Ahora, Edith oía al inspector Pastor que bajaba la escalera, pesados pasos para un cuerpo más bien frágil. Había soltado todo lo que sabía ante aquella calavera que no le dejaba esperanza alguna. Luego, había firmado. El «método» del inspector era eficaz, sí. Había firmado. Él no la había detenido. «Cuarenta y ocho horas para hacer su maleta y desaparecer; prescindiré de su testimonio.» Ella tomó una bolsa y la llenó con lo que, a su entender, la resumía exactamente: el oso de peluche de su nacimiento, los tampones de su adolescencia, el vestido de hoy y dos buenos fajos de billetes para mañana. Con la mano en la empuñadura de la puerta, cambió de idea, se sentó ante el tocador y, en una gran hoja blanca, escribió: «Mi madre nunca me tejió un jersey».
Tras ello, en vez de dirigirse a la puerta, abrió la ventana y, sin soltar la bolsa, se colocó muy erguida en el alféizar. El inspector Pastor caminaba por el fondo del abismo, acompañado por una minúscula vietnamita. En Belleville, últimamente, Edith lo recordó de pronto, había encontrado con demasiada frecuencia a una viejísima y muy pequeña vietnamita. El inspector Pastor iba a volver la esquina. Edith tuvo bruscamente la visión del enorme Ponthard-Delmaire sacudiendo su increíble panza en una risa homérica, algo como la risa de un ogro, un ogro que hubiera sido su padre. La hija del ogro... Formuló un último deseo: que el pasma oyera claramente el estallido de su cuerpo contra la acera. Y se arrojó al vacío.

 

—Thian, por favor, cuéntame un chiste.
En cuanto volvieron la esquina de la calle, la vietnamita contó:
—Esto es un tío, un alpinista, que se la pega.
—Muy graciosa tu historia, Thian, por favor...
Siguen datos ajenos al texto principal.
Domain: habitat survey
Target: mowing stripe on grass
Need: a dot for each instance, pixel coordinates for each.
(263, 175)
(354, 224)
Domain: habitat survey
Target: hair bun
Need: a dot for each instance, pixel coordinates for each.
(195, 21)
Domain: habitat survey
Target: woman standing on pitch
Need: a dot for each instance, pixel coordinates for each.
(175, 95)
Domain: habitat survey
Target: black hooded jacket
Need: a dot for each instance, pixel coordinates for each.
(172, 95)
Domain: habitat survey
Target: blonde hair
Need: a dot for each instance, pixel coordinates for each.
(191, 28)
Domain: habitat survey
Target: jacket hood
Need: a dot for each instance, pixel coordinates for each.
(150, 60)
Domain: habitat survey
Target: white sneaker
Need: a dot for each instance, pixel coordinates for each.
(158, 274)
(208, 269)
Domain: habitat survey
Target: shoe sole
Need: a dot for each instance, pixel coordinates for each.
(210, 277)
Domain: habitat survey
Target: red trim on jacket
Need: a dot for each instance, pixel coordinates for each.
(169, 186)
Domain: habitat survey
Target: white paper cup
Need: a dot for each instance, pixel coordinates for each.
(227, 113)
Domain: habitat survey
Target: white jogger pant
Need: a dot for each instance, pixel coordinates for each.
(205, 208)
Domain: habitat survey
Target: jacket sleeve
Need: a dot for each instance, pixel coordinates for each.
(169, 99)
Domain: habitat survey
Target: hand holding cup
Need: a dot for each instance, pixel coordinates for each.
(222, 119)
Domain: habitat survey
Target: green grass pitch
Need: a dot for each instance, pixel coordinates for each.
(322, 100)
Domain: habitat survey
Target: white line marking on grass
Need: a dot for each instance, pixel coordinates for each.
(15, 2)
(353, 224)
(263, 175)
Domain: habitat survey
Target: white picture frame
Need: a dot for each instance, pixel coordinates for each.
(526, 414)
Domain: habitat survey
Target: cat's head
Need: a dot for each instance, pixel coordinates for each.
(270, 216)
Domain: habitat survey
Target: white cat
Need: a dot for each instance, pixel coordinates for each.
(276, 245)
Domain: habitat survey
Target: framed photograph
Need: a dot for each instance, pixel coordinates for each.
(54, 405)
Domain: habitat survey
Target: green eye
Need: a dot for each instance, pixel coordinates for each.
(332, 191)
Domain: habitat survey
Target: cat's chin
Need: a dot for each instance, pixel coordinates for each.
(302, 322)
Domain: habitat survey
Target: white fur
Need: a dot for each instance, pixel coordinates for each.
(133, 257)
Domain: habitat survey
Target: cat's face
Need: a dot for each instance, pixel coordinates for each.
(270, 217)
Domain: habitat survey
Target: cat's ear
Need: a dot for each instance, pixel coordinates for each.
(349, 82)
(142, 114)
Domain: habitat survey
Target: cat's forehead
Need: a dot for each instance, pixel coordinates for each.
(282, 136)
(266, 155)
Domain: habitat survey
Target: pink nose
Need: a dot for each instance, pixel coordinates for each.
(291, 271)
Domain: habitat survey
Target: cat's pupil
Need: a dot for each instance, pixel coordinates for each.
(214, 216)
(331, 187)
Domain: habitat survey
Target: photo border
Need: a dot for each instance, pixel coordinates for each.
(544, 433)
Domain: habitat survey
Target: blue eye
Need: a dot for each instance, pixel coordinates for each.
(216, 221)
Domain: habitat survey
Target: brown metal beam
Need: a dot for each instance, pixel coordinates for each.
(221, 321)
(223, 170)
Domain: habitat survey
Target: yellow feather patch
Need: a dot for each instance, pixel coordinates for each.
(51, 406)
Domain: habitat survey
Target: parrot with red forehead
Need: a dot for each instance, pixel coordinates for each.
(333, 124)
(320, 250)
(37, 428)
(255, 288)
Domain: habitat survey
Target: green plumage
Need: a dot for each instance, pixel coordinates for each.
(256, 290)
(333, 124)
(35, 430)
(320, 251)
—Espera un segundo, chiquillo. Decía que el alpinista se la pega, cae, cae, su cuerda se rompe y él logra agarrarse con la punta de los dedos a una plataforma de granito helado. A sus pies, dos mil metros de vacío. El tipo espera un momento, con los pies colgando en el abismo y, finalmente, pregunta con una vocecita: «¿Hay alguien aquí?»... Nada. Repite, un poco más alto: «¿Hay alguien aquí?». Y entonces llega hasta él una voz profunda, que sale de ninguna parte: Sí, dice la voz, aquí estoy Yo, ¡Dios!». El alpinista espera, con el corazón palpitante y los dedos helados. Y Dios prosigue: «Si tienes confianza en Mí, suelta la maldita plataforma, te enviaré dos ángeles para que te agarren en pleno vuelo...». El pequeño alpinista reflexiona unos instantes y, luego, en el silencio que se ha hecho sideral, pregunta: «¿Hay alguien más?».